Drugs are a health issue. Crime is largely the side-effect of governments ignoring the health issue and instead criminalizing the problem for the sake of politics and/or profiteering.

A war without end.

3 ( +4 / -1 )

Meanwhile, it has achieved none of its stated goals.

It's UNSTATED goals, however, have worked like a charm. More money for the feds more power for the government, and more money for the Prison-Industrial complex.

4 ( +5 / -1 )

give them to those who want them

You mean "sell them," right? That WOULD be pretty cool if the gummint just started passing out drugs to everybody...

0 ( +0 / -0 )

The problem with the War on Drugs was that it attacked supply, not demand. The U.S. should have learned in the 1920s (during Prohibition) that as long as there is demand, someone will find a way to satisfy it.

If the U.S. wants to fight a successful war on drugs (rather than legalization/taxation/rehabilitation), it's easy. If you're found in possession of illegal drugs, you go to jail for 5 years. If you're in possession of more than a certain quantity (intent to distribute), you get 20 years, without parole. If you're a distributor (again, above a certain quantity), life without parole. These policies would scare away casual-to-intermediate users, and it would make it pretty difficult to recruit people to distribute or deal on the street. Pinch off the demand and the supply will wither away.

Legalize American-grown marijuana (another way to kill supply from other countries) and tax the hell out of it to pay for enforcement, treatment, and incarceration.

-1 ( +0 / -1 )

"In fact, over the past few decades, the prices of illicit drugs have been falling while purity has been increasing."

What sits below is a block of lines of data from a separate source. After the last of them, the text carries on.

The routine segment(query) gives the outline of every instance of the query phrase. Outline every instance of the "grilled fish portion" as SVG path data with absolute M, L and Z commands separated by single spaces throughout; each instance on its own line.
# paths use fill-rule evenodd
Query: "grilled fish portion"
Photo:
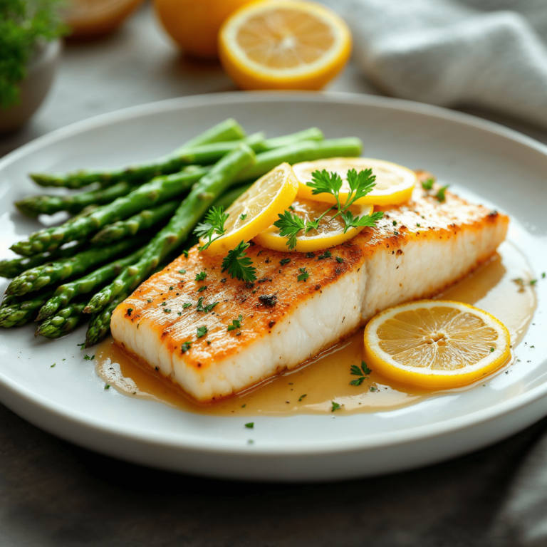
M 197 400 L 212 401 L 298 366 L 390 306 L 434 296 L 487 260 L 509 224 L 422 189 L 382 210 L 376 228 L 328 253 L 250 247 L 254 283 L 231 278 L 222 256 L 194 247 L 116 308 L 114 338 Z

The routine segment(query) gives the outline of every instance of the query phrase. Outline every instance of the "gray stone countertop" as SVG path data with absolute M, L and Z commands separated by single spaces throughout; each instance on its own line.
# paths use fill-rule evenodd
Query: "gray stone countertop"
M 0 156 L 98 114 L 234 89 L 218 64 L 180 57 L 145 6 L 115 34 L 66 46 L 46 103 L 26 128 L 0 137 Z M 330 89 L 380 94 L 351 64 Z M 544 130 L 462 110 L 547 142 Z M 519 504 L 526 509 L 536 499 L 538 486 L 528 474 L 537 470 L 538 459 L 543 466 L 546 428 L 547 420 L 464 457 L 388 476 L 246 484 L 176 475 L 98 455 L 0 405 L 0 546 L 544 546 L 544 511 L 536 519 L 539 536 L 511 516 L 523 510 Z M 545 489 L 545 483 L 539 486 Z M 540 499 L 531 510 L 542 507 Z

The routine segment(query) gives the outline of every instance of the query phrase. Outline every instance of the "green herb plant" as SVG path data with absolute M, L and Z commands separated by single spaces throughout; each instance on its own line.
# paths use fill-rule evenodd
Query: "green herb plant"
M 66 33 L 63 0 L 0 0 L 0 110 L 19 104 L 19 83 L 41 43 Z

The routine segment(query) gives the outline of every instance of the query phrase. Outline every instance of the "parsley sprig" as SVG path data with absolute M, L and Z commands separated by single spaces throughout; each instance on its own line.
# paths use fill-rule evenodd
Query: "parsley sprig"
M 224 212 L 223 207 L 211 207 L 205 215 L 205 222 L 200 222 L 194 230 L 194 233 L 198 237 L 207 239 L 204 245 L 198 247 L 200 251 L 204 251 L 213 241 L 224 235 L 226 233 L 224 224 L 229 216 Z
M 287 238 L 287 245 L 290 249 L 296 246 L 296 238 L 303 231 L 308 234 L 311 230 L 318 229 L 319 223 L 325 215 L 334 209 L 338 212 L 332 218 L 340 216 L 344 221 L 344 234 L 350 228 L 360 226 L 373 226 L 380 220 L 384 214 L 381 212 L 373 213 L 370 215 L 363 217 L 354 216 L 350 211 L 355 202 L 369 194 L 376 185 L 376 175 L 373 174 L 372 169 L 365 169 L 358 173 L 355 169 L 348 171 L 346 179 L 350 187 L 350 193 L 346 201 L 343 204 L 340 202 L 340 191 L 342 188 L 342 177 L 336 172 L 329 172 L 323 169 L 323 171 L 314 171 L 311 175 L 311 181 L 306 182 L 306 185 L 311 189 L 313 195 L 318 194 L 330 194 L 336 200 L 336 204 L 329 207 L 314 220 L 308 220 L 307 222 L 301 219 L 297 214 L 285 210 L 278 215 L 278 219 L 274 223 L 274 226 L 279 229 L 279 234 Z
M 256 269 L 247 256 L 245 251 L 249 244 L 239 241 L 235 249 L 228 251 L 222 261 L 222 272 L 227 271 L 232 279 L 236 278 L 241 281 L 254 281 L 256 280 Z

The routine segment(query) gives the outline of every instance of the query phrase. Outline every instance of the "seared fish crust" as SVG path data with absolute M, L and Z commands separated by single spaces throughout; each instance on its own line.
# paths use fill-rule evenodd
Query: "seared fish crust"
M 439 293 L 495 253 L 509 224 L 504 214 L 450 192 L 439 203 L 421 188 L 381 210 L 376 228 L 330 256 L 250 247 L 254 283 L 231 278 L 223 256 L 194 247 L 120 304 L 114 338 L 198 401 L 212 401 L 298 366 L 385 308 Z M 303 268 L 309 276 L 298 281 Z M 201 272 L 207 277 L 196 281 Z M 229 330 L 239 316 L 240 328 Z

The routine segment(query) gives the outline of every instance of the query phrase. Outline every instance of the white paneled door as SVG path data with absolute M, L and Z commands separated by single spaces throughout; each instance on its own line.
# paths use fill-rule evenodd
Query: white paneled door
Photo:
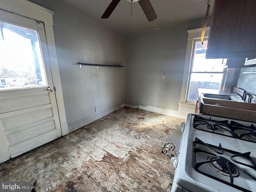
M 0 162 L 62 136 L 50 64 L 44 23 L 0 10 Z

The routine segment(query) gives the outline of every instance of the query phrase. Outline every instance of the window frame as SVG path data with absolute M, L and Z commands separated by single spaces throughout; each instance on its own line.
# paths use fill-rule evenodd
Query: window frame
M 208 37 L 210 29 L 210 27 L 206 27 L 204 35 L 205 38 Z M 192 66 L 194 59 L 194 52 L 193 52 L 193 50 L 194 47 L 194 40 L 200 39 L 202 30 L 202 28 L 199 28 L 187 31 L 188 34 L 188 41 L 183 72 L 182 85 L 180 99 L 179 102 L 180 104 L 182 104 L 185 105 L 186 104 L 194 105 L 196 102 L 196 101 L 188 100 L 188 86 L 190 78 L 190 73 L 192 69 Z M 225 73 L 224 72 L 222 72 L 221 73 L 223 74 L 221 85 L 221 88 L 222 88 L 223 87 L 223 80 L 225 79 Z
M 190 88 L 190 80 L 191 79 L 191 75 L 192 73 L 194 74 L 222 74 L 222 78 L 221 80 L 221 84 L 220 84 L 220 88 L 222 87 L 222 84 L 223 80 L 223 76 L 224 75 L 224 72 L 222 71 L 221 72 L 193 72 L 193 67 L 194 65 L 194 56 L 195 54 L 195 49 L 196 49 L 196 42 L 200 42 L 201 41 L 200 40 L 200 38 L 193 38 L 193 46 L 192 47 L 192 50 L 191 50 L 192 52 L 192 55 L 191 55 L 191 64 L 190 66 L 189 69 L 189 76 L 188 79 L 188 86 L 187 87 L 187 91 L 186 91 L 186 102 L 189 102 L 189 103 L 193 103 L 196 102 L 196 101 L 193 101 L 192 100 L 189 100 L 188 97 L 189 94 L 189 89 Z M 204 37 L 204 40 L 208 40 L 208 37 Z M 223 61 L 222 61 L 223 63 Z

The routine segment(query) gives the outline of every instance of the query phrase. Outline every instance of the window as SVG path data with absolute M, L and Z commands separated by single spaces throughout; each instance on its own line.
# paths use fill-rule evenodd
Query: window
M 220 89 L 223 86 L 224 60 L 206 59 L 210 27 L 206 27 L 204 44 L 200 36 L 202 28 L 187 31 L 187 49 L 180 103 L 190 108 L 197 100 L 198 88 Z
M 0 21 L 0 90 L 47 84 L 37 32 Z
M 200 39 L 194 40 L 187 102 L 197 100 L 199 88 L 219 90 L 221 87 L 223 59 L 206 59 L 208 42 L 206 39 L 203 44 Z

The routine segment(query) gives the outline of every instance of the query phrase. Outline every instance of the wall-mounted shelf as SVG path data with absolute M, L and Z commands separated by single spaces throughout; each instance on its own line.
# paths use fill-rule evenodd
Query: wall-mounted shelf
M 91 65 L 92 66 L 103 66 L 104 67 L 124 67 L 124 66 L 121 66 L 119 65 L 100 65 L 98 64 L 90 64 L 89 63 L 77 63 L 80 65 Z

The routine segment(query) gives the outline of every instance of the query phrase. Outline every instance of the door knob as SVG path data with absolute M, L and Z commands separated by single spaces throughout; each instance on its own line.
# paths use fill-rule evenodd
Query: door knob
M 52 92 L 53 91 L 52 88 L 51 87 L 47 87 L 47 88 L 46 88 L 46 90 L 49 92 Z

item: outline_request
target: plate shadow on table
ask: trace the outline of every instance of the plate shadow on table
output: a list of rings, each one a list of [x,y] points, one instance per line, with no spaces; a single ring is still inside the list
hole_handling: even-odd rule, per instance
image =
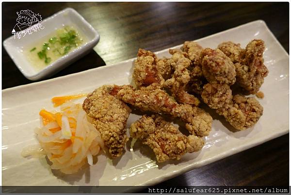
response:
[[[89,53],[54,75],[51,78],[79,73],[106,65],[105,62],[100,56],[95,51],[92,50]]]

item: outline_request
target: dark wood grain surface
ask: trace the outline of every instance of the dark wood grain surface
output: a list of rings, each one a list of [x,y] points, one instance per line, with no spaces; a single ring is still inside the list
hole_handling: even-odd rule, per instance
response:
[[[2,41],[11,35],[16,12],[30,9],[45,18],[68,7],[81,14],[101,38],[89,54],[52,78],[134,58],[140,47],[157,51],[258,19],[266,22],[289,51],[287,2],[3,2]],[[32,82],[2,49],[2,89]],[[160,185],[288,185],[289,142],[285,135]]]

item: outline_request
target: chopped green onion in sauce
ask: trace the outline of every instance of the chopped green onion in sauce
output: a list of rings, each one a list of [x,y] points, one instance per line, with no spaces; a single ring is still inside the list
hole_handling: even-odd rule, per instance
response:
[[[48,65],[78,47],[83,42],[83,39],[74,28],[65,26],[57,30],[52,36],[43,42],[41,46],[36,45],[29,51]],[[30,58],[35,59],[33,56]]]

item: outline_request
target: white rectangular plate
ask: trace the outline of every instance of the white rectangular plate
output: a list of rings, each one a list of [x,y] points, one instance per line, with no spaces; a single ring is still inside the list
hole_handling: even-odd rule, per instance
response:
[[[27,159],[20,155],[24,147],[37,142],[33,130],[39,126],[38,113],[44,107],[55,109],[52,97],[87,92],[104,84],[130,83],[134,59],[3,90],[2,185],[153,185],[288,133],[289,55],[265,23],[256,21],[197,41],[203,47],[215,48],[223,41],[232,41],[244,47],[253,39],[265,41],[265,64],[270,71],[261,89],[265,98],[259,100],[263,115],[253,128],[235,133],[227,129],[223,119],[215,117],[202,150],[187,154],[179,161],[158,165],[147,147],[129,141],[119,159],[112,161],[100,155],[93,166],[66,176],[52,172],[45,158]],[[170,56],[168,49],[157,53]],[[127,127],[138,117],[131,114]]]

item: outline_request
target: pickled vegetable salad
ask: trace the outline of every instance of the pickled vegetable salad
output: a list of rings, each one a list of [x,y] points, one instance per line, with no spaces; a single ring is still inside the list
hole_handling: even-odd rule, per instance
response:
[[[33,157],[46,155],[52,163],[52,169],[73,174],[86,163],[92,165],[92,156],[97,155],[104,145],[100,133],[90,122],[91,119],[81,104],[67,102],[60,109],[55,113],[40,111],[42,127],[35,131],[40,146],[26,147],[21,154]]]

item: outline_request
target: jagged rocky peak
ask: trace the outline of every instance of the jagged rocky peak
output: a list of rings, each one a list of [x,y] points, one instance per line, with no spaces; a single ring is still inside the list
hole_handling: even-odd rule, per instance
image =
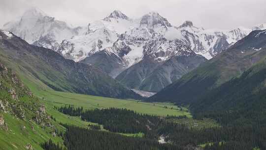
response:
[[[118,10],[116,10],[113,11],[112,13],[111,13],[109,16],[104,18],[103,19],[103,20],[106,21],[111,21],[110,18],[122,19],[125,20],[129,19],[129,18],[127,16],[127,15]]]
[[[179,27],[179,28],[184,27],[193,27],[193,23],[192,21],[187,20],[185,21],[181,26]]]
[[[155,25],[160,25],[165,27],[171,27],[167,19],[157,12],[150,12],[144,15],[140,21],[140,26],[146,25],[149,28],[153,28]]]

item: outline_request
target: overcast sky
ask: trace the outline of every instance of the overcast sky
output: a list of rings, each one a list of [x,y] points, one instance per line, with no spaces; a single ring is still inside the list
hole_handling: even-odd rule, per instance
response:
[[[205,29],[266,23],[266,0],[0,0],[0,27],[31,7],[74,26],[102,19],[114,10],[133,18],[157,11],[173,25],[191,20]]]

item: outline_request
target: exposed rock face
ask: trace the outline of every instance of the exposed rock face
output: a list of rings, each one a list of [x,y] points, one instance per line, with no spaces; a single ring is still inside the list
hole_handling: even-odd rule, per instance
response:
[[[56,90],[119,98],[140,97],[95,67],[66,59],[51,49],[29,44],[15,36],[8,39],[1,31],[0,50],[36,78]],[[49,77],[40,77],[36,72]],[[19,98],[19,91],[16,89],[15,91]]]
[[[116,78],[131,88],[158,92],[206,60],[183,41],[161,36],[154,37],[143,48],[142,60]]]
[[[33,150],[33,146],[30,143],[27,144],[27,145],[25,146],[25,148],[27,150]]]
[[[125,14],[123,13],[122,12],[121,12],[119,10],[115,10],[113,11],[109,16],[106,17],[103,19],[103,20],[106,21],[111,21],[111,20],[110,19],[110,18],[113,18],[114,19],[126,19],[126,20],[129,20],[129,18]]]
[[[182,24],[182,25],[178,27],[179,28],[183,28],[183,27],[193,27],[193,23],[191,21],[186,21],[185,22]]]
[[[0,127],[2,127],[4,125],[5,122],[3,116],[2,114],[0,114]]]

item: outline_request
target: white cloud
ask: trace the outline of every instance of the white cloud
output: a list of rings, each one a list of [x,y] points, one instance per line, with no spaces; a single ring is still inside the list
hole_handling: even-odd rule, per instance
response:
[[[0,0],[0,26],[34,6],[74,26],[102,19],[118,9],[132,18],[158,11],[173,25],[188,20],[204,28],[232,29],[266,23],[265,6],[265,0]]]

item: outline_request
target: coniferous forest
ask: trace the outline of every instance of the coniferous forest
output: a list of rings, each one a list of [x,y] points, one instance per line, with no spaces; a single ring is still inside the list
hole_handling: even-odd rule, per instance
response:
[[[80,111],[81,108],[65,106],[57,109],[66,114],[80,115],[84,120],[102,124],[105,129],[111,132],[64,124],[67,131],[63,137],[67,150],[112,150],[114,147],[115,150],[187,150],[201,145],[205,145],[204,150],[266,149],[266,127],[258,124],[239,125],[240,124],[226,124],[226,121],[223,121],[225,124],[222,126],[192,128],[168,119],[185,118],[185,116],[159,118],[115,108]],[[217,118],[218,116],[221,120],[226,118],[225,115],[217,115]],[[243,119],[247,120],[248,118]],[[144,136],[142,138],[130,138],[112,132],[142,132]],[[158,140],[161,136],[171,144],[159,144]],[[103,142],[99,144],[97,141]],[[86,149],[88,147],[90,148]]]

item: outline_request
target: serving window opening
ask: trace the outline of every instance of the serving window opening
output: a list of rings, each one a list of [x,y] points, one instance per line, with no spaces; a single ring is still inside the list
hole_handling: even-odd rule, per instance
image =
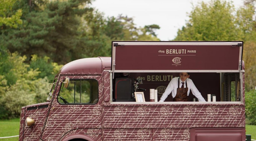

Sounds like it's going well. Keep going!

0 ( +0 / -0 )

The world and its governments cannot win this war on drugs if thats what you want to call it! Does not Matter what you do as far as incarceration is concerned, (look to the UNITED STATES for that failed attempt). If the people of this planet want to do drugs they're going to do it, the demand can only be stopped by death. Excecute all offenders on the spot! Ill bet the demand for drugs plummets dramatically. It does not matter if you kill off crops, synthetic drugs will just become the drugs of choice. Drugs is a business, and the governments are so rooted in this they are to blame as much as the dealers, growers, producers and the users. Prisons need this, if you legalize drugs then you can't put people in jail, and prisons will close and holy shit you'll put 50 people out on the street with their families, or the local TAC Team used to kick in doors wont have a job so those people are gonna get put ou on the street. Legalization is the only course of action, make it legal and tax it, or like I said just start excecuting people on the spot.